Jenna Makgill is one of those rare humans to possess both integrity and passion. Integrity in her own beliefs, her social conscious and respect for the environment she breathes and lives in. Passion for everything she does. “Do what you love and you will be happy.” A simple statement that is so easily forgotten by so many people in today’s hustle and bustle existence. Jenna loves riding her bike and she’s very good at it. Jenna is good at it because she loves it.
“Riding my bike is a faster way to get round and it’s a better way for me to treat the environment; plus I just love riding bikes!” Jenna’s love of riding started in her childhood. She’s been road racing since she was 13 years old and racing downhill MTB from 15. “I had a real passion for downhill racing, but ever since I built up a fixed gear out back in a cycle shop I was working in, I was hooked.” That was in 2007, just before the international phenomenon of fixed gear riding hit the world. “I would check out riders and bikes on the Internet and it all just flowed from there” There goes that passion again. That passion led Jenna to two women’s World Courier Championship titles in 2008 and 2011.
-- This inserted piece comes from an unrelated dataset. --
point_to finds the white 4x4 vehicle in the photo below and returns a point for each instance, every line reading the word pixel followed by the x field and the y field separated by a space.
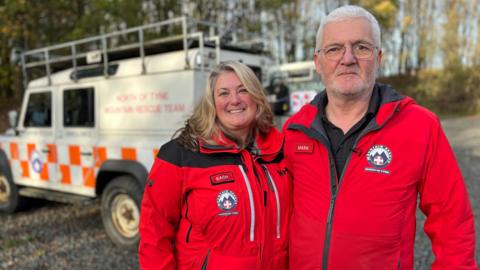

So when Red Bull asked Jenna what she wanted to ride next, the typically Jenna answer, loaded with a question was, “Something big?” That simple statement would turn into an idea, the idea into a reality.
Enter the Homer Tunnel; 942m elevation, 1270m long, single lane with walls of unlined granite. A gruelling climb to the eastern portal entrance, rising through glacial valleys shadowed by snowy sheer peaks, 1:10 tunnel gradient, in the pitch black to the western portal, which leads into steep switchbacks winding down out of the Homer Pass.
Hardly what you would call ‘nice’ fixed gear territory. No brakes, loose gravel on the corners, steep terrain and a temperature of 7 degrees Celsius. What did Jenna think of the scenario? “Sounds good, meet you at the airport.”
There goes that passion again.
The Homer Tunnel was opened in 1954 and is a New Zealand State Highway that connects Milford Sound to Te Anau and Queenstown by piercing the main divide at the Homer Saddle. William H. Homer discovered the Homer Saddle on 27 January 1889. Government workers began the tunnel in 1935, starting with five men using picks and wheelbarrows. The men lived in tents in a mountainous area where there was no direct sunlight for half of the year. At least three were killed by avalanches over the coming decades. Progress was slow with difficult conditions, these problems delayed the tunnel’s completion and opening until 1954.
The epic unspoilt wilderness area really struck Jenna. “Since being back from Germany, I’ve been eyeing up places to go within New Zealand, as I’ve avidly taken up bush running and wilderness adventuring. Basically I just want to start appreciating what’s on my doorstep rather than longhaul flights to nowhere.”
Jenna reflects after the ride: “The whole thing was awesome. Riding through the tunnel, getting up in the dark, killing my legs to the point that I could barely walk the next days. Definitely an experience up there on my list of all time awesome things I have ever done.”
Integrity and passion are rare qualities to possess. Don’t go changing, Jenna Makgill; we like you just the way you are.